The acute pathological findings on the rectal mucosa are reported to persist for two weeks[20,29]. An edema of the lamina propria was observed in a first couple of days, cryptitis and crypt abscesses were found on d 4 and 5, ulcers and regenerative processes could be determined on d 9 and 10, the mucosa was healed and then the chronic sequelae like fibrosis of the lamina propria arose on d 15[7].
It was reported that the pathological differences in the 10th d groups are more obvious[7]. Cryptitis (Figure 2) and crypt abscesses (Figure 3) are the predominant characteristics of acute radiation toxicity. Two specimens of the control group showed mucosal iscemic necrosis. Two specimens of the formalin group showed mucosal infarct. One specimen of the misoprostol group showed crypt hyperplasia. The mean and sum mucosal and glandular pathologic scores of the formalin group were close to those of the control group. Betamethasone and misoprostol groups had statistically significant low scores.
The pathological process, determined with necrosis and edema of the mucosa and focal mucosal ulcers continued till the 15th d in euthanized animals of control and formalin groups. Betamethasone group showed the lowest pathologic scores on the 15th d.
The mucosal cytokines IL-1β, IL-2, IL-6 and IL-8 have been reported to play a significant role in the etiology of radiation-induced proctoproctitis[30]. Mesalazine and betamethasone with cytokine suppressive effects have a curative outcome on this immunology-based disease, parallel to our results. The present study showed a solely descriptive basis of the histopathology, which determines the need and extent of the clinical therapy. The immunological contribution of the disease and the effect of therapeutic approaches need to be clarified.
It should be noted that two specimens were excluded from the study, one formalin roup specimen on the 15th d due to lymphocytic colitis, one misoprostol group specimen on the 15th d due to lymphoid hyperplasia and submucosal edema. Since lymphocytic colitis, lymphoid hyperplasia and submucosal edema were encountered over the whole rectal wall of the two specimens from the same animal, the scoring of them was thus impossible. Mistol has radiation protective and tissue regenerating effects, but its mechanism of action is not fully understood[8]. We showed that it could contribute to the healing process after irradiation.
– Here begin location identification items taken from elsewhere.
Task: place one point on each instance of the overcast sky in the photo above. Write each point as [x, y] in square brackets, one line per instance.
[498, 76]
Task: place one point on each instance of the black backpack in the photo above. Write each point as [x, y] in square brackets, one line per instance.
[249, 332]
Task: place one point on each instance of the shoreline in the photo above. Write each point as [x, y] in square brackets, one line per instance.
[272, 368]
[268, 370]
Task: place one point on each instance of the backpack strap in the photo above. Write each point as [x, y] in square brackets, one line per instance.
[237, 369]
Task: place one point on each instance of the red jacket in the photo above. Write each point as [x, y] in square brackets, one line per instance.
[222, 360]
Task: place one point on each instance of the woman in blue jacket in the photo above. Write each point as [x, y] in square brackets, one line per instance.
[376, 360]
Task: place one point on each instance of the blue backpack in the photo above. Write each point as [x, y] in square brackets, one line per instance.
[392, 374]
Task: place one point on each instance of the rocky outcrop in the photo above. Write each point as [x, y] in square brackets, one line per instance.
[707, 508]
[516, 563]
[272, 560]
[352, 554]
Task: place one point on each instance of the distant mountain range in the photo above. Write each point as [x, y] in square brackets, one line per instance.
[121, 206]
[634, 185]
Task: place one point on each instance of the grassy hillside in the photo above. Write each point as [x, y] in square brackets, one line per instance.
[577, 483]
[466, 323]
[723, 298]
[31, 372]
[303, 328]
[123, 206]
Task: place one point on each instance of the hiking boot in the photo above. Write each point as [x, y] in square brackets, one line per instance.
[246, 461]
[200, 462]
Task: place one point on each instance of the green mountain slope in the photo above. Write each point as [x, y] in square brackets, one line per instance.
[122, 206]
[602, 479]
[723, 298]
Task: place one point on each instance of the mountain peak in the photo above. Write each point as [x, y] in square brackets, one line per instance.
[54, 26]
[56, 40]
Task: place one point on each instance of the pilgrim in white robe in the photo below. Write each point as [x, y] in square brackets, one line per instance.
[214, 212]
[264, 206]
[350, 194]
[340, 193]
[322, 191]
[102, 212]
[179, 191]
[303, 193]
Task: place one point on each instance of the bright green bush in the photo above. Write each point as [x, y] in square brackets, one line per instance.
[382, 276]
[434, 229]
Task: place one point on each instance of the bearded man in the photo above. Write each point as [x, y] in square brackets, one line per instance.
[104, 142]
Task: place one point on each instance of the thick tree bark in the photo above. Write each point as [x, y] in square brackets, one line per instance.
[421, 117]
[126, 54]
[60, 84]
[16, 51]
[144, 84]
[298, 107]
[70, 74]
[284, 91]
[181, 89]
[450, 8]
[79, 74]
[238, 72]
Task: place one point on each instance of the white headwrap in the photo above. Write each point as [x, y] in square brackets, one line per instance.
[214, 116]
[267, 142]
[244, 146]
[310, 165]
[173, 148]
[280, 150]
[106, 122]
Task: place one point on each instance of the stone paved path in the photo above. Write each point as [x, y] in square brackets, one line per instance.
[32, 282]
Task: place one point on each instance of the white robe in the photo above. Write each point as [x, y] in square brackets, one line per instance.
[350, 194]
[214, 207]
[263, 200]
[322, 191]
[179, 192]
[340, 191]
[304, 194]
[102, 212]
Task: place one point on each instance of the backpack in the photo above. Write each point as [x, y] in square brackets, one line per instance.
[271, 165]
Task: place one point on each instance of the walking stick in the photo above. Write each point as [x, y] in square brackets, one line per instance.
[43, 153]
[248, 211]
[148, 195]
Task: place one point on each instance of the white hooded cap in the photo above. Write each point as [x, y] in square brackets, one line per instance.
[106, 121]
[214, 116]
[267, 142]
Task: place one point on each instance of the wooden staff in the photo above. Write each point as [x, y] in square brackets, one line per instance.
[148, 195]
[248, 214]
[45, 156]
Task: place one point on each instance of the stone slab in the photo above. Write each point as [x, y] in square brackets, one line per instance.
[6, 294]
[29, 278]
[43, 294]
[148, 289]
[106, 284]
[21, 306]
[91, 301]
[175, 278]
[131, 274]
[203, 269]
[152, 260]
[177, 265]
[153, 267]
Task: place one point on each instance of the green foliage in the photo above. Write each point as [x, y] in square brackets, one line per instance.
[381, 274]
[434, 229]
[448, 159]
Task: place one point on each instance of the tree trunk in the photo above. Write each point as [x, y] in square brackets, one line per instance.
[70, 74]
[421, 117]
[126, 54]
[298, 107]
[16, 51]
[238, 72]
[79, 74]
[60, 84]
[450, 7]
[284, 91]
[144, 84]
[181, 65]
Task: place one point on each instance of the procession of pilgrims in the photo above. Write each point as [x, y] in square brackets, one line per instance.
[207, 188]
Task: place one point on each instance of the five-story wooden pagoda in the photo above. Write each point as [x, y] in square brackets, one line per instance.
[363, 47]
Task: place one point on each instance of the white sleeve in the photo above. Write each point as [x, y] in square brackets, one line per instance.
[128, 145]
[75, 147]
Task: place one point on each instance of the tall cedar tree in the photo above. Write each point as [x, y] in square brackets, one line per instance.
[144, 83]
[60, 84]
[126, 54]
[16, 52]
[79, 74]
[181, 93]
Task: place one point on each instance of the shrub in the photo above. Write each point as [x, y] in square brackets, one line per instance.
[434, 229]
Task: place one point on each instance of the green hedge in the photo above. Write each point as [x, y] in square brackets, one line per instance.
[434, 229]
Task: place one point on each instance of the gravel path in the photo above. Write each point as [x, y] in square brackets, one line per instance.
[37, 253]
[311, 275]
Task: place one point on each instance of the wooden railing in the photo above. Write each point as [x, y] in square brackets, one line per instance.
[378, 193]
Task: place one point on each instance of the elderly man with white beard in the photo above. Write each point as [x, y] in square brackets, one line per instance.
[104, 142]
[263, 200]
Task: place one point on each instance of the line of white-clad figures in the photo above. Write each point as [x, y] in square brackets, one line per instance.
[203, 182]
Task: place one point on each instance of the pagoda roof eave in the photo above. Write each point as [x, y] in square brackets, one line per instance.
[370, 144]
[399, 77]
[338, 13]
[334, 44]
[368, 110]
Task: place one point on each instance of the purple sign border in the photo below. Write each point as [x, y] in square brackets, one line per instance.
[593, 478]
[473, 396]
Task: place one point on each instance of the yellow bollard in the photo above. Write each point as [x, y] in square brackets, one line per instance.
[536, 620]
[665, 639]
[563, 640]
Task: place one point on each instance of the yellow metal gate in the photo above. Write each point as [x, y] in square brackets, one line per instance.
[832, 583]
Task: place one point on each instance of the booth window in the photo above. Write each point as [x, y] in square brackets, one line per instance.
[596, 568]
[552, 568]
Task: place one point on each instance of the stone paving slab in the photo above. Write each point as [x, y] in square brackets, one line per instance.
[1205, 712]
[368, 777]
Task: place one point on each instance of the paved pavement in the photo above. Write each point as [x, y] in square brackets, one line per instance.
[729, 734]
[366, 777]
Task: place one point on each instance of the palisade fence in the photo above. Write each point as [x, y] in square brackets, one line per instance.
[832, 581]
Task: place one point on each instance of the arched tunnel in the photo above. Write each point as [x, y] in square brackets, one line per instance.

Rectal formalin therapy has serious side effects like worsening of colitis, rectal pain, anal stenosis, rectal ulcers and anal incontinence[4]. These side effects have been reported even in series with good clinical results[5,14]. These effects are in accordance with our histopathologic findings.
In conclusion, formalin should not be used in order to avoid its toxic effects on mucosa. Mesalazine and betamethasone can be used for local therapy with no major superiority between each other. Controlled randomized prospective clinical trials are required to determine the best management of this disease.